These ictal motor manifestations may remain highly localized for the whole of the seizure (focal clonic seizures without march) or march in an ordinary anatomical fashion to neighboring motor regions, which constitutes the classical Jacksonian (or Bravais-Jackson) seizure (focal clonic seizures with march) (73; 65; 22; 42; 17; 54). Thus, convulsions might begin in the hand, spread to the arm and face and down the leg to the foot, or they may follow a reverse manner from the foot to the leg, down the arm, and to the face.
Focal clonic seizures rarely manifest by themselves only. They often occur in conjunction with tonic, atonic, myoclonic, somatosensory, and other ictal manifestations. These may precede, occur concurrently, or present at some stage after the onset of the clonic convulsions. This should not be surprising considering that they are all manifestations of the primary motor cortex and its neighboring somatosensory cortex.
Tonic manifestations of the affected muscles, such as initial flexion of the fingers and hand, are frequent, and these may occur prior to the clonic convulsions as documented by intracranial recordings (26). Tonic and clonic contractions may merge. Clonic jerks can be associated with tonic postural signs or turning towards the opposite direction.
It is generally regarded as characteristic of the Jacksonian convulsion that it is clonic, but most observers have recorded the fact that it may be tonic at first, and for a few seconds, then becoming clonic. In general it may be said that the convulsion that remains restricted to a narrow field of musculature and is prolonged tends to be clonic from the outset, but the rapidly spreading convulsion may be tonic for a few moments before the spasm begins to intermit, ie, to become clonic (73). |
Isolated focal tonic manifestations are rare (22).
Sensory-motor seizures of rolandic epilepsy are typical with regards to concurrent sensory and motor manifestations, and epilepsia partialis continua with regard to concurrent clonic and myoclonic jerks.

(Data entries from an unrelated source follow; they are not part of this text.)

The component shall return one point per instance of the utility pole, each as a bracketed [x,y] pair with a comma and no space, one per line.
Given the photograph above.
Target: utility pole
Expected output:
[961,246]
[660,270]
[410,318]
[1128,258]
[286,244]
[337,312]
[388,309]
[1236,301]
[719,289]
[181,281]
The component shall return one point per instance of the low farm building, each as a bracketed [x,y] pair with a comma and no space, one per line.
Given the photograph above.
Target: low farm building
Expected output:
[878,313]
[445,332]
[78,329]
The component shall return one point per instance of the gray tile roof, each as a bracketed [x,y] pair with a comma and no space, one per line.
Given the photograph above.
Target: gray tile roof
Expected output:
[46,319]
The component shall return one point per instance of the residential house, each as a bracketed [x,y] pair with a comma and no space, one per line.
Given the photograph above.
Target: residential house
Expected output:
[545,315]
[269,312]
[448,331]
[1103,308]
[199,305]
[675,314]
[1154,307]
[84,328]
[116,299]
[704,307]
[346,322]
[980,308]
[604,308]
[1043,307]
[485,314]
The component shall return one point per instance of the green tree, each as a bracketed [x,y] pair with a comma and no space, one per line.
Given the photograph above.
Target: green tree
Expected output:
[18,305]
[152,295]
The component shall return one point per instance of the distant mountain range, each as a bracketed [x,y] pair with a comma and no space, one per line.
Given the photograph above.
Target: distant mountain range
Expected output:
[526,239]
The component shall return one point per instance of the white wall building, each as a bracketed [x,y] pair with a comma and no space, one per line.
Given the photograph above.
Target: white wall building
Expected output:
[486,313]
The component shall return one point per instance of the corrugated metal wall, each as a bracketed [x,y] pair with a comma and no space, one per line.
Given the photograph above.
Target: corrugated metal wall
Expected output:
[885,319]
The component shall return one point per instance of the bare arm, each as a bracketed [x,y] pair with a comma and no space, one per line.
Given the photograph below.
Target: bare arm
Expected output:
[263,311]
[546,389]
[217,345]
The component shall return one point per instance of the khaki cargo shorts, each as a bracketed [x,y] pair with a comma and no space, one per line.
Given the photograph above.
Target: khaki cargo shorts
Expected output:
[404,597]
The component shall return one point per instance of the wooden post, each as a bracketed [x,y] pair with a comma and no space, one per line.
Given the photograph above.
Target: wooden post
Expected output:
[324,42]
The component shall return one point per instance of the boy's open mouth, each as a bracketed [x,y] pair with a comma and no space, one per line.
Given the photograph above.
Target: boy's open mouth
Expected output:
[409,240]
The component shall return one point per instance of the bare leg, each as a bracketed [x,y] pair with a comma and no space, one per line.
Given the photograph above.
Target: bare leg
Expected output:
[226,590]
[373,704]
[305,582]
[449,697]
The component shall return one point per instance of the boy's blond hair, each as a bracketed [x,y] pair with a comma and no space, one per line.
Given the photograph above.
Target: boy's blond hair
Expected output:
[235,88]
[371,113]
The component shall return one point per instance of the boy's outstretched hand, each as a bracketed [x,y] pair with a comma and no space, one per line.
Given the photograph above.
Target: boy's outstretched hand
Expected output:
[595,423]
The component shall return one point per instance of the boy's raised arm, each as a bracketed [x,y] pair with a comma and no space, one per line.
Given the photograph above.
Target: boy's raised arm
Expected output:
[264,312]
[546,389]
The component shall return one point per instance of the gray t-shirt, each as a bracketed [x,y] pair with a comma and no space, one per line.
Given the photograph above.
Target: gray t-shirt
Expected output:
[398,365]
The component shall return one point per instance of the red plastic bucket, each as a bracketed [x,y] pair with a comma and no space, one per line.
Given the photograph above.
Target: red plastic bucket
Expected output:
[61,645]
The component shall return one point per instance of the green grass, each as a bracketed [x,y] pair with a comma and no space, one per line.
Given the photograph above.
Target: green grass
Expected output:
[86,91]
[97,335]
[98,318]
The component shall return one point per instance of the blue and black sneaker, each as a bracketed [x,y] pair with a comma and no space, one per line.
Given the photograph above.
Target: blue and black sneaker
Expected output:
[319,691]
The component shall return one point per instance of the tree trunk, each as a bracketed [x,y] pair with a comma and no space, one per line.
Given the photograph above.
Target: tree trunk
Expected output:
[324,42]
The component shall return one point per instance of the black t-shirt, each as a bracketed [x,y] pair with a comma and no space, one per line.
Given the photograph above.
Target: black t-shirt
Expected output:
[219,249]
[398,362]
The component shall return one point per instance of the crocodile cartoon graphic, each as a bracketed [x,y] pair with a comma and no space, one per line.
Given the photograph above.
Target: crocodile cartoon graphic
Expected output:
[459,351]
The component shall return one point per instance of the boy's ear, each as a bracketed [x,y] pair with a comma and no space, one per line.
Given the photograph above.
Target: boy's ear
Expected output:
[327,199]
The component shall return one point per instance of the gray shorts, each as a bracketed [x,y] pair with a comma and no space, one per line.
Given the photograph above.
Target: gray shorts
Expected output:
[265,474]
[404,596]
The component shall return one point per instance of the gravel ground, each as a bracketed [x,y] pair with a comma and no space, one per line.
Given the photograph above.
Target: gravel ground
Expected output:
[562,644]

Sensory concomitants of convulsion: In a considerable number of cases of convulsion beginning unilaterally, there are no subjective or objective sensory concomitants in the convulsed or in other parts, but in not a few cases of the kind subjective sensory phenomena may precede or accompany spasms or loss of power. These may appear in the part weakened or convulsed, or in some other part. Thus Jackson records the development of sensations of numbness in the hand to be followed immediately by clonic spasm in the face. This numbness may accompany weakness of the part affected, or occur without this (73). Other motor concomitants of convulsion: Loss of power. A sudden loss of power in a part is a familiar feature in the range of Jacksonian attacks. It may on occasion be the sole manifestation, it may precede convulsion in a given part, or it may precede convulsion in another, muscle series. In yet other cases, loss of power may characterize some fits, convulsion others (73). |
Furthermore, focal clonic seizures may be less well localized and appear to involve larger areas simultaneously. Thus, an entire extremity, or even half of the body, may begin to convulse almost simultaneously with or without loss of consciousness (hemiclonic seizures) (23; 22; 51).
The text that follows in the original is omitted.